Updated: Nov 10,2015 4:53 PM     Xinhua

China’s transport authorities have decided to step in to help the traditional taxi industry, under pressure from app-based car services.

The Ministry of Transport has just concluded soliciting public opinion in preparation for drafting a plan to improve taxi drivers’ incomes while solving urban traffic problems.

Most of taxi cabs in Chinese cities are owned and managed by taxi management companies, with taxi drivers paying monthly franchise fees to the companies.

The emergence of taxi-hailing apps has challenged the current system, allowing customers to access a larger pool of private vehicles with better services and often lower prices.

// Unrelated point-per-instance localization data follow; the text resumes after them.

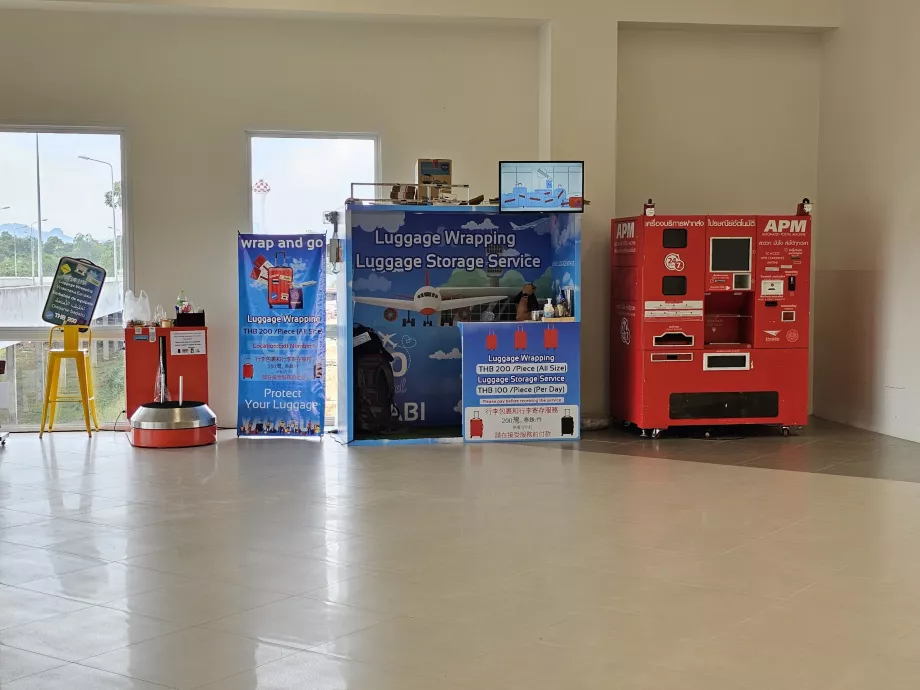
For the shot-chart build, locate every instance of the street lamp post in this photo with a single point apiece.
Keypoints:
(114, 231)
(15, 257)
(32, 247)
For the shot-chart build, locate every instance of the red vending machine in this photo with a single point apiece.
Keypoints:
(709, 320)
(186, 354)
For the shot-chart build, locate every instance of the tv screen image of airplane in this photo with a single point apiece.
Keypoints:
(542, 187)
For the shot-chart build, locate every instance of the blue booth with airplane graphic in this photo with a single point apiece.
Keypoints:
(424, 276)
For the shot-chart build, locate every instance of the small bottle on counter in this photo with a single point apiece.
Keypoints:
(181, 303)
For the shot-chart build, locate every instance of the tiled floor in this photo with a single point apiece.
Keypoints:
(611, 563)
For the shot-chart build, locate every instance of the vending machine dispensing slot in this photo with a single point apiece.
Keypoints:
(673, 340)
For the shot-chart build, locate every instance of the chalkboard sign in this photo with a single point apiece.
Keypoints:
(74, 292)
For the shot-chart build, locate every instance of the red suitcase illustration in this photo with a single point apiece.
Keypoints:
(475, 426)
(520, 339)
(280, 281)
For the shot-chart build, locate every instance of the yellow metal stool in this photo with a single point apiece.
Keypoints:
(81, 359)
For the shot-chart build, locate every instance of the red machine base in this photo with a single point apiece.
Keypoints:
(173, 438)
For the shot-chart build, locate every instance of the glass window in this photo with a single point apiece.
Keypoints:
(60, 195)
(295, 180)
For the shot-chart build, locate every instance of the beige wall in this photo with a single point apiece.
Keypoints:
(717, 121)
(186, 89)
(867, 326)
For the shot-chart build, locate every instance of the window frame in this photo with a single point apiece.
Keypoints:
(40, 333)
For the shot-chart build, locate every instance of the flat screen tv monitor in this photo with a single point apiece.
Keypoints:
(541, 186)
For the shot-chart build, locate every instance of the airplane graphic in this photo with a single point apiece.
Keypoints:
(429, 300)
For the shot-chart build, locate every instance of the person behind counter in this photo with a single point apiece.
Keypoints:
(526, 301)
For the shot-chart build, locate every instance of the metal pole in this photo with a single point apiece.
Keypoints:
(114, 226)
(38, 187)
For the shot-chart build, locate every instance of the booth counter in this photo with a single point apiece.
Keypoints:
(439, 285)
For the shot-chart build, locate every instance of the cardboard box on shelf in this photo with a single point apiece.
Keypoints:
(433, 171)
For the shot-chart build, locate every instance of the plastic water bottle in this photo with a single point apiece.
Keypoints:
(181, 303)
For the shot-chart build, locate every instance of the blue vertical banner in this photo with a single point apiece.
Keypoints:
(282, 283)
(521, 382)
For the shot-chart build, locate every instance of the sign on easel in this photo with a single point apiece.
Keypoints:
(74, 292)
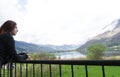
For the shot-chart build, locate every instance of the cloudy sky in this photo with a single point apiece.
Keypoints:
(59, 22)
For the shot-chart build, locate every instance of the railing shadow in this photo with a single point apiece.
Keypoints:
(60, 68)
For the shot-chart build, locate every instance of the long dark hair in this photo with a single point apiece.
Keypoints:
(8, 26)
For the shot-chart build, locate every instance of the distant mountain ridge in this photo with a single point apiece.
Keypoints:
(29, 47)
(109, 38)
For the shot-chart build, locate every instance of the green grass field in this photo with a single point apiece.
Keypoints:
(79, 71)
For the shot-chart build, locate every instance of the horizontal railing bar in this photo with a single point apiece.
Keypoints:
(73, 62)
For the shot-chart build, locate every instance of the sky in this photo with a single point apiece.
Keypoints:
(59, 22)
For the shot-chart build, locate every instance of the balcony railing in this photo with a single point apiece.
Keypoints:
(61, 68)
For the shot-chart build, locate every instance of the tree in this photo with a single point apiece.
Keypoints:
(96, 51)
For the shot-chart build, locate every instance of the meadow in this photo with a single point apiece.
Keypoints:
(79, 71)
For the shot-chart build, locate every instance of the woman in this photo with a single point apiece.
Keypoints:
(7, 43)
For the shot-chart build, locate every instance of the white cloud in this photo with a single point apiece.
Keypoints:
(59, 21)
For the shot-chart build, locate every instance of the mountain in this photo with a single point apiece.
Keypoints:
(29, 47)
(109, 38)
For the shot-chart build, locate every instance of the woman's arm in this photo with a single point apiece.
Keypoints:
(10, 48)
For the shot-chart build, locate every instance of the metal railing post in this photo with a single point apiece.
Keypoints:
(11, 74)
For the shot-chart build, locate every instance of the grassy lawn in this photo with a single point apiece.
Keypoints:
(79, 71)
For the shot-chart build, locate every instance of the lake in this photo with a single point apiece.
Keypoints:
(69, 55)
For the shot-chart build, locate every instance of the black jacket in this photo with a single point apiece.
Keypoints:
(7, 49)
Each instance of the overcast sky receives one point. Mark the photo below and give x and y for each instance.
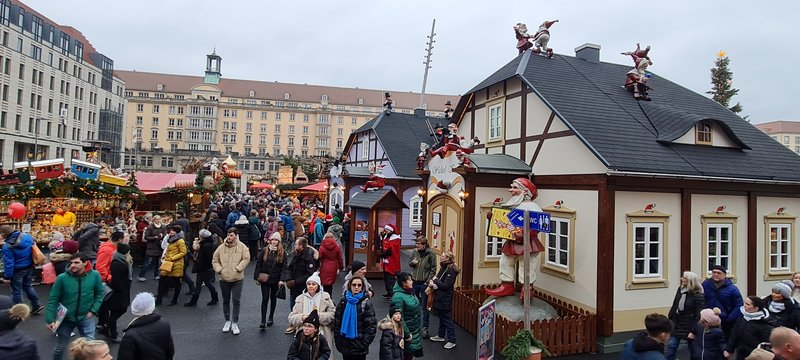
(381, 44)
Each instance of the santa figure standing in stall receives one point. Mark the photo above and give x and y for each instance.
(523, 192)
(390, 257)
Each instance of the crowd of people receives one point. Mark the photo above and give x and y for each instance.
(298, 252)
(719, 323)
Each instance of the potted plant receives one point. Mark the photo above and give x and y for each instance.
(524, 346)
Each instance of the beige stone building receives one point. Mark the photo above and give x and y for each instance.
(58, 94)
(784, 132)
(173, 119)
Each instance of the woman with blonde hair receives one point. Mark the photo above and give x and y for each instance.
(85, 349)
(685, 312)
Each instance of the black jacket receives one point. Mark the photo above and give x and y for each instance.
(444, 281)
(789, 317)
(390, 342)
(121, 297)
(205, 255)
(303, 350)
(300, 268)
(684, 321)
(147, 338)
(365, 313)
(18, 346)
(746, 335)
(271, 266)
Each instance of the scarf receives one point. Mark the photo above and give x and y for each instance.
(350, 318)
(124, 259)
(758, 315)
(175, 238)
(776, 307)
(682, 300)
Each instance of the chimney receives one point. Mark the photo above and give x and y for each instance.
(589, 52)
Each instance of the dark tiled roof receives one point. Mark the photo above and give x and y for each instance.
(499, 164)
(589, 97)
(371, 198)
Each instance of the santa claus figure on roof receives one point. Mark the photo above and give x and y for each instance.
(523, 192)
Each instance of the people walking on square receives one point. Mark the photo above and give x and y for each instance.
(720, 292)
(80, 290)
(330, 262)
(392, 335)
(18, 265)
(354, 324)
(152, 238)
(313, 298)
(423, 269)
(403, 298)
(443, 284)
(271, 262)
(203, 268)
(230, 260)
(685, 311)
(310, 343)
(172, 272)
(301, 267)
(148, 336)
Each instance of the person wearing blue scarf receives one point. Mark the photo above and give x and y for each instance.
(354, 324)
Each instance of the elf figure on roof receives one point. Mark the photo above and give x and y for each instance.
(523, 192)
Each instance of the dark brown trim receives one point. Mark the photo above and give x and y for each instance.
(523, 120)
(752, 241)
(605, 259)
(686, 230)
(541, 142)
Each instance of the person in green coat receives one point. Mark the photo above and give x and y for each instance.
(403, 298)
(80, 290)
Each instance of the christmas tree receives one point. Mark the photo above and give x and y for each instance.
(722, 80)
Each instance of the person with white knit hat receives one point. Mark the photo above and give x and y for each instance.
(390, 254)
(782, 307)
(314, 298)
(148, 335)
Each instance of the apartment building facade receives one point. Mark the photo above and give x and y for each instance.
(58, 94)
(172, 120)
(784, 132)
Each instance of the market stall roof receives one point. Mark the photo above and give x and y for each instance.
(152, 183)
(319, 186)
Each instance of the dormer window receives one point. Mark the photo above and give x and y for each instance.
(703, 133)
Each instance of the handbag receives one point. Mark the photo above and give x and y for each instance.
(281, 294)
(166, 266)
(262, 278)
(36, 255)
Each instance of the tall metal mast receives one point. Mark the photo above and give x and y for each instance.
(427, 63)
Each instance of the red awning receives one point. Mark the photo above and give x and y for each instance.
(261, 186)
(319, 186)
(152, 183)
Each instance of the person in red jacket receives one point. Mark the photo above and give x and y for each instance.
(330, 262)
(391, 257)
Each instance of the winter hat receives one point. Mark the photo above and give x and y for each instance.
(143, 304)
(13, 316)
(71, 246)
(315, 279)
(711, 316)
(783, 289)
(312, 319)
(123, 249)
(356, 265)
(720, 268)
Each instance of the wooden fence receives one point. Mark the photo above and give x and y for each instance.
(573, 332)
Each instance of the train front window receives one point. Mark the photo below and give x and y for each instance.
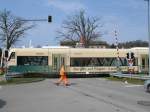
(32, 60)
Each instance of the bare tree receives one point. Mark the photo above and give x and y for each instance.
(80, 26)
(11, 28)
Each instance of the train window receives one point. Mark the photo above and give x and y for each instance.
(97, 61)
(32, 60)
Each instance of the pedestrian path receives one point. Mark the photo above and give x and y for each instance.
(136, 76)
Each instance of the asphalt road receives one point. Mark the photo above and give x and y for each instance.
(84, 95)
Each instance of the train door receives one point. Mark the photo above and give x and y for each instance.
(57, 61)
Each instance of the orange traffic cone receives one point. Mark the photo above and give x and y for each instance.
(63, 77)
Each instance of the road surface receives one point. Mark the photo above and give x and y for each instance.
(84, 95)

Taxi drivers in several cities have protested that private vehicles have narrowed their already marginal profits, many quitting their taxi firms to join ride sharing apps.

Guo Jifu, head of Beijing Transport Development Research Center, said a large number of private vehicles joining ride sharing apps have made the capital’s congestion problem even worse.

Wang Xiuchun, a taxi management official with the ministry, said the ministry hopes its upcoming changes will reduce taxi fees and improve drivers’ income while making taxi cabs more attractive than private vehicles.

Zhang Xiaodong, vice chief of the road transportation administration in Hangzhou, capital of east China’s Zhejiang province, said the ministry’s plan would use many measures already tried out in the city.

Hangzhou decided in September to scrap the government’s portion of management fees retroactively starting from the beginning of this year, an average reduction of 400 yuan ($63) in fees for taxi drivers. In total, the government will refund nearly 100 million yuan. Currently, taxi drivers in Hangzhou pay up to 8,000 yuan a month to register with one of the city’s management companies.

The city will also allow taxi drivers to purchase and have full ownership and management rights of their vehicles, which previously belonged to companies and were rented by drivers. The city will establish two state-owned companies to provide management services for individually-owned cabs.

China’s taxi management system allows taxi firms to obtain taxi management franchises through a bidding process. Getting a franchise means they can levy exorbitant operation fees on drivers. The firms are blamed for low morale among cabdrivers, resulting in poor service.